I think that a great song can be presented in a number of variations regarding tempo, mood and instrumentation, but it does require a strong song to be able to endure any sort of abuse you may expose it to in that.

What decides a song’s tempo and dynamics for you?

I don’t believe that a song’s tempo is ever set in stone. I love to try to sing songs at tempos that are completely alien to the original form. Sometimes you fly, sometimes you crash, but you never know until you take the chance.

Chuck Prophet, who wrote all of the songs with you for Real Animal, did one of these “Song of the Week” features with us a few months back, and we talked about “Always a Friend.” In general, do you like to cowrite? Do you have a standard process for cowriting? What was it like writing with Chuck?

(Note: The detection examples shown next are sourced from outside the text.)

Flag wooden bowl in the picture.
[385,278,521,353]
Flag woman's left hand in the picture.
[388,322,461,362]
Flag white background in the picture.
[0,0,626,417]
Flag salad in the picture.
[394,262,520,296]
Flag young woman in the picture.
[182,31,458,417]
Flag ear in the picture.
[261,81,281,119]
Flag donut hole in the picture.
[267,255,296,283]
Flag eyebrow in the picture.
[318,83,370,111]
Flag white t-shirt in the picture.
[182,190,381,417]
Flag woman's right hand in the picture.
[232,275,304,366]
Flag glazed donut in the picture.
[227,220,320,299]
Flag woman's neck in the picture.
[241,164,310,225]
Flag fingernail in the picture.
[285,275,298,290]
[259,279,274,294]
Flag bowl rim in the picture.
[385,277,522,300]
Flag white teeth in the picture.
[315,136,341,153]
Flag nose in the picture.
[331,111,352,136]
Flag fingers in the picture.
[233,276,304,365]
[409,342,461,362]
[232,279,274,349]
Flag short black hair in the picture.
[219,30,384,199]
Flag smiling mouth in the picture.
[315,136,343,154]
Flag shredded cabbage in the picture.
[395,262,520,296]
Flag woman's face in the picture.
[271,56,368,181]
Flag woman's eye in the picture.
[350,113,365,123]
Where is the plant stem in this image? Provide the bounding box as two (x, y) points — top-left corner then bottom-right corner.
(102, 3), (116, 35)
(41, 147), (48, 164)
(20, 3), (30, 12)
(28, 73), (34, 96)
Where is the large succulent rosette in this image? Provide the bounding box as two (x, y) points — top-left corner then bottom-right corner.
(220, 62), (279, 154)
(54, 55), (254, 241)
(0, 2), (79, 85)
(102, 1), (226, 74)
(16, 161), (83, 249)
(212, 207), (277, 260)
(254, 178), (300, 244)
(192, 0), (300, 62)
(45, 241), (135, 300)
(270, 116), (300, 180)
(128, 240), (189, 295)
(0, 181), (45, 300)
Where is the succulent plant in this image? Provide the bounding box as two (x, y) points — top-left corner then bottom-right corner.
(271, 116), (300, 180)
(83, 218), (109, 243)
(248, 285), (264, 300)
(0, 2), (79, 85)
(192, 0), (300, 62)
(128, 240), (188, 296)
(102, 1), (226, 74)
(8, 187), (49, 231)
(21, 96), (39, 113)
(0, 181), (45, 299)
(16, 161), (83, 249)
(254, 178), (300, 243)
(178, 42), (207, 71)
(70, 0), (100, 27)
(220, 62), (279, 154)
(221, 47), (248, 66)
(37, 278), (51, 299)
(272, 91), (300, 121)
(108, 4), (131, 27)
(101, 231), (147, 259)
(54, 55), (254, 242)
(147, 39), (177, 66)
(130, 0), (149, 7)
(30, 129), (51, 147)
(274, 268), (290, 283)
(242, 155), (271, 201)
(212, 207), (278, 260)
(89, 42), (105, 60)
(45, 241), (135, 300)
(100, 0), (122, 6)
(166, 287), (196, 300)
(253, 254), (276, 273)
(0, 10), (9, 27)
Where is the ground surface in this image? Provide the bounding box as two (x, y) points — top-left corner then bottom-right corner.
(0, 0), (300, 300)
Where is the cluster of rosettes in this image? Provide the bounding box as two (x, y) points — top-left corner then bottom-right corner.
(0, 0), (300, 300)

In general, I don’t like to cowrite a whole, complete record. This was my first experience doing that, and I did it only because it was Chuck. There is no standard process for cowriting; every individual is different and every experience is different. Writing with Chuck was extremely enjoyable, so fun. We laughed extensively. We ate well, told each other stories, and I think the end result reflects how great of a time we had.

Alejandro Escovedo and his band play Cat’s Cradle Thursday, Oct. 23. The show starts at 8:45 p.m., and tickets are $18-$20. Opening is The Satin Peaches.